Friday, April 4, 2008

Agrichar

Another up and coming method for carbon storage provides both fertilizer for farmlands as well as an oil with potential use for fuel. This carbon-negative process is called agrichar. According to an article in the New York Times (also cited in yesterday's blog), the method involves burning agricultural plant waste at very high temperatures in an oxygen free environment. One product is an oil that can be converted to fuel for vehicles, and the other is a mineral-rich charcoal that, when incorporated into soil, can increase water retention and nutrient capacity of agricultural lands.

For more information, I turned to the International Biochar Initiative (IBI), a U.S. based non-profit organization that was formed at the International Agrichar Conference in 2007 with the goal of advancing R&D, deployment, and commercialization of this method. The IBI website explains that agrichar (agrichar and biochar are synonymous) is a carbon-negative process because it generates energy and sequesters carbon from plant material. As was explained in yesterday's post, plants pull CO2 from the atmosphere, so sequestration of their carbon back into the soil as charcoal (which will store the carbon for hundreds to thousands of years) results in a net flux of carbon from the atmosphere back to the earth.
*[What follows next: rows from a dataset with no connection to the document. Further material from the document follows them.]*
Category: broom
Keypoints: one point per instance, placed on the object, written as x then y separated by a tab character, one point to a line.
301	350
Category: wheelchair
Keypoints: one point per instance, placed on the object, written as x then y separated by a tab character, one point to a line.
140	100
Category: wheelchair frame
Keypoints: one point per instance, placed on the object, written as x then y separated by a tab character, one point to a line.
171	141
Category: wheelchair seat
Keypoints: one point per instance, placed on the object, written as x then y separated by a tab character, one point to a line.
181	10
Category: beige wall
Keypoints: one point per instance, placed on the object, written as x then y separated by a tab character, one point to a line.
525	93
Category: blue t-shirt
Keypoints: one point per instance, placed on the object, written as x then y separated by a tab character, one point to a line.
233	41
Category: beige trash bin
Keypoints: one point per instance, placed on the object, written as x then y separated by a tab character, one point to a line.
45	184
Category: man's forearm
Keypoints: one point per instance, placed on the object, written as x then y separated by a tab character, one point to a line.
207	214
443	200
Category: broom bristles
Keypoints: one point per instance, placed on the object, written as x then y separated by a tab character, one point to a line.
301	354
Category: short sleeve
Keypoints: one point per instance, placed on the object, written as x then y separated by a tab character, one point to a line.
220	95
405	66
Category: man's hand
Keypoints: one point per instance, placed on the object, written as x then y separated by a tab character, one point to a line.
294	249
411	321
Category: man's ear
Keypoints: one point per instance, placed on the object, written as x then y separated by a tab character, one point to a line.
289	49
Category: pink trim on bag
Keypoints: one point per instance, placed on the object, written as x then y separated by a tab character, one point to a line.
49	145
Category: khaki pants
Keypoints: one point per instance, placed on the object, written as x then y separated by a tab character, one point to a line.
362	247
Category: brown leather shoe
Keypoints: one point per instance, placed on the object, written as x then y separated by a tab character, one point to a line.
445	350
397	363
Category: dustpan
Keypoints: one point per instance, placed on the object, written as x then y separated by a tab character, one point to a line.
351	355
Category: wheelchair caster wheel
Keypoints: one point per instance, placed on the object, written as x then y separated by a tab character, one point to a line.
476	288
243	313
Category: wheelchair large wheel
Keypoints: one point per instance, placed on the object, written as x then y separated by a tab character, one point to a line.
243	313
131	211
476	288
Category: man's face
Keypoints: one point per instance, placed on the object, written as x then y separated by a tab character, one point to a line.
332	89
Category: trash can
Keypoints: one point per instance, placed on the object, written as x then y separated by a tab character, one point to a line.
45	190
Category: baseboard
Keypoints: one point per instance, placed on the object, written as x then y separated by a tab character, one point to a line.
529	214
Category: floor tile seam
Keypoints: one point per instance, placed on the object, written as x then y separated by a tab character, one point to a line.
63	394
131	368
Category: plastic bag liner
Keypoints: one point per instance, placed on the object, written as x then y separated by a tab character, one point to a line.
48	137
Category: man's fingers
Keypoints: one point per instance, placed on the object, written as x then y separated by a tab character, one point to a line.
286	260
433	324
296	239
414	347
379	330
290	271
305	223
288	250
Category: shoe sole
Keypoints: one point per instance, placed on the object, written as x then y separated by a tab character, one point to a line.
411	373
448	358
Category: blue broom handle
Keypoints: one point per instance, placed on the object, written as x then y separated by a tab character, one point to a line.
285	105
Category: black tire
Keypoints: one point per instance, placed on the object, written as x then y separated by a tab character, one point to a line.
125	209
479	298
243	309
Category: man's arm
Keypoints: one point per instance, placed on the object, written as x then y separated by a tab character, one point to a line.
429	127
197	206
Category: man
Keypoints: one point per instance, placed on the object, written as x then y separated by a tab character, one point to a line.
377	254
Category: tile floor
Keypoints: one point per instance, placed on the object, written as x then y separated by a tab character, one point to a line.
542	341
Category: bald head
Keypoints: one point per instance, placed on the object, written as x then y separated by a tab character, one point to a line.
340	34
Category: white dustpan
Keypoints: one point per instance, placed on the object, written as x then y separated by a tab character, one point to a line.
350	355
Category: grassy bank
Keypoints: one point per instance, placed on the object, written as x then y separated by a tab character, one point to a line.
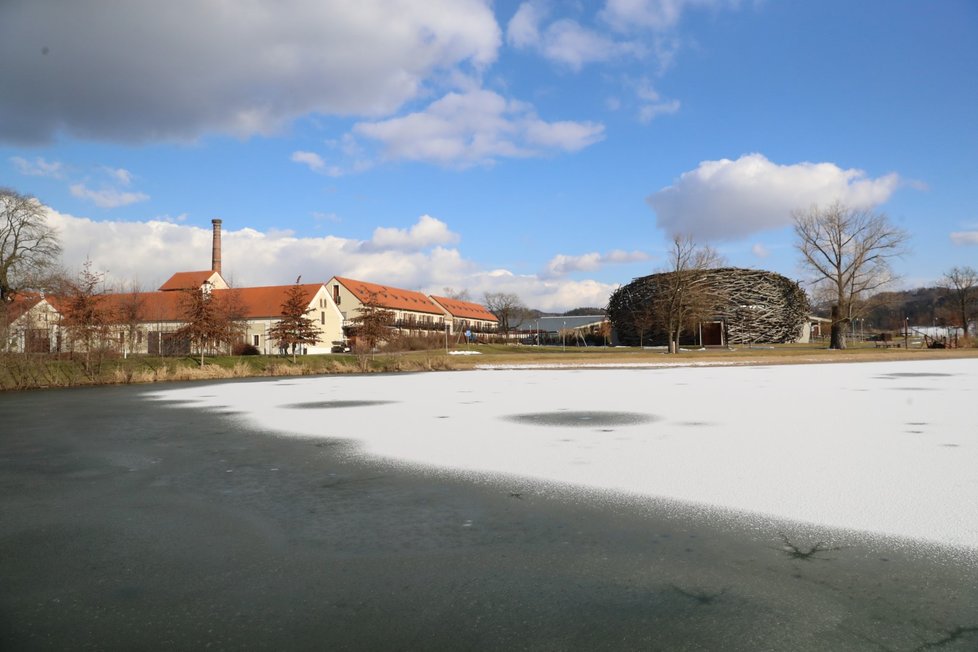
18	371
Additionally, agrichar is an effective fertilizer, stimulating more plant growth and consequently more draw-down of CO2 from the atmosphere.

A particularly interesting aspect of this method is that it has been in use for thousands of years. In the Amazon Basin, ancient people created what is called Terra Preta, or dark earth, through the process of burning agricultural waste and tilling it back into the soil. Today, thousands of years later, the soils are still fertile and carbon rich, a testament to the long-term effectiveness of this carbon storage technique.